The Momentum for Integrating Collections and Ecological Research: Expanding Collections Stakeholders and Imagining Future Data Needs

by Deborah Paul, Libby Ellwood, Christina Alba, Larry Page
with contributions from our speakers: Dave Tazik, Jennifer McGuire, Anna Monfils, Barry Sinervo, and Elizabeth Martin; and from some participants present at this symposium including (at least): Vince Smith, Mary Klein, Herrick Brown, and Jason Knouft

‘What do we need to leave behind today to position our future selves for success?’

The Integrating Collections and Ecological Research (ICER) working group began after last year’s ADBC Summit 2016. Some of our goals are to look at how the collections community can better meet the data needs of ecologists, how we can disseminate relevant research-ready data to ecologists, and to gather and share current and compelling uses of collections data serving ecological research and conservation needs.

At this year’s ADBC Summit 2017, the ICER group assembled a half-day symposium bringing together five speakers to connect the visions of the collections, ecology, and conservation communities: Integrating Collections, Ecological Research and Conservation. We invited speakers to share how they use collections data in their ecological research, and to include some of the challenges in using this information. Specifically, we asked our presenters:

How to reach more ecologists
Which ecological groups specifically are well-suited to using collections data, in your experience?
What data are missing from collections data that, if collected in the future, would make collections data better for ecologists?
Your ideas for more potential stakeholders / consumers of collections data
Software / hardware / skills / knowledge needed to facilitate this enhanced collaboration between collections and ecology.

Background.

Anticipating current and future data needs of researchers requires us to gather and synthesize diverse input and insights. Today’s ecologists evaluating current practices suggest changes in standards of practice for both researchers and scientific collections (Morrison et al. 2017; Ward et al. 2015; Schilthuizen et al. 2015, Pyke et al. 2009). Morrison et al. (2017) present several questions to frame planning for future needs, including:

What information regarding past species distributions, environmental conditions, and human- environmental interactions should we collect and analyze to inform today’s management of natural and cultural resources?
What kinds of data, specimens, and other objects should we gather in the years ahead to establish a baseline for future comparison?
How could we systematize and streamline the collection of [high] priority data streams?
What kinds of partnerships are needed to collect, receive, and curate specimens and samples from the place and resources of interest?
Can we build a constituency for further investment by publicizing examples of how archived materials have been valuable in resource management decisions?
‘What do we need to leave behind today to position our future selves for success?’ An interdisciplinary workshop may be a productive way of elucidating priorities.

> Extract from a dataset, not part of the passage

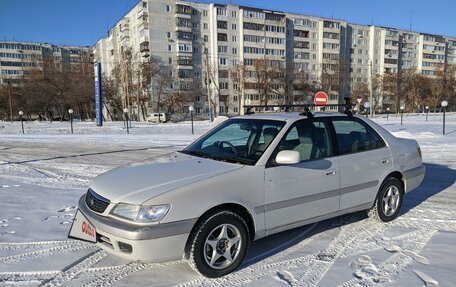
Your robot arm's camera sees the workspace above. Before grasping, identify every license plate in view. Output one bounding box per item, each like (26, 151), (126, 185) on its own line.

From the Networked Integrated Biocollections Alliance (NIBA) Implementation Plan (NIBA 2013), the collections and research sectors outline six goals with commensurate objectives. Some of these relate directly or synergistically to the future as envisioned by ecologists. For example, NIBA (goal 6) asks for collections specimen data to be integrated into K-20 formal and informal education to support learning about such topics as climate change and molecular ecology. Those writing the NIBA plan included a call for a “broader spectrum of stakeholders supporting the NIBA vision for the use of digitized specimen data in research and expanded nonfederal collaborations with international, regional, state, and local agencies with an interest in species occurrence data.” Looking forward, NIBA outlined the need to:

“Advance engineering of the US biodiversity collections cyberinfrastructure.” It makes sense, to successfully expand those using collections data, and at the same time, continue to improve future data.
Implement adaptive technology strategies around core discipline standards to enable efficient digitization workflows, effective data management, permanent data archives, innovative and synthetic research, effective biodiversity policy, and ubiquitous educational engagement.
Organize existing examples of leading-edge integration, identify likely new areas leading to research insight.

Our speakers.

Dave Tazik shared how the NEON community navigates the collections and ecology intersection. To better facilitate collaboration and constructive outcomes, they reconfigured NEON Task Groups so that all groups have representation of both ecologists and collections staff. And of course, NEON vouchers specimens along with recording data associated with the sampling event and remote sensing data.

Anna Monfils (Central Michigan University) brought us a fantastic conservation use case with the Prairie Fen Biodiversity Project (PFBP). In this effort, online digitized data provide “unprecedented access to biodiversity data and facilitates data accessibility, current data updates, and a broader use of the specimen and research data both within our research team and with associated conservation and management partners.”

Collections data can be used to predict phenology, demography, and also extinction risk. In an exciting talk by Barry Sinervo (University of California Santa Cruz EEB), we learned how he uses specimen occurrence records with published ecology data to develop species distribution models that are highly predictive of extinction risk.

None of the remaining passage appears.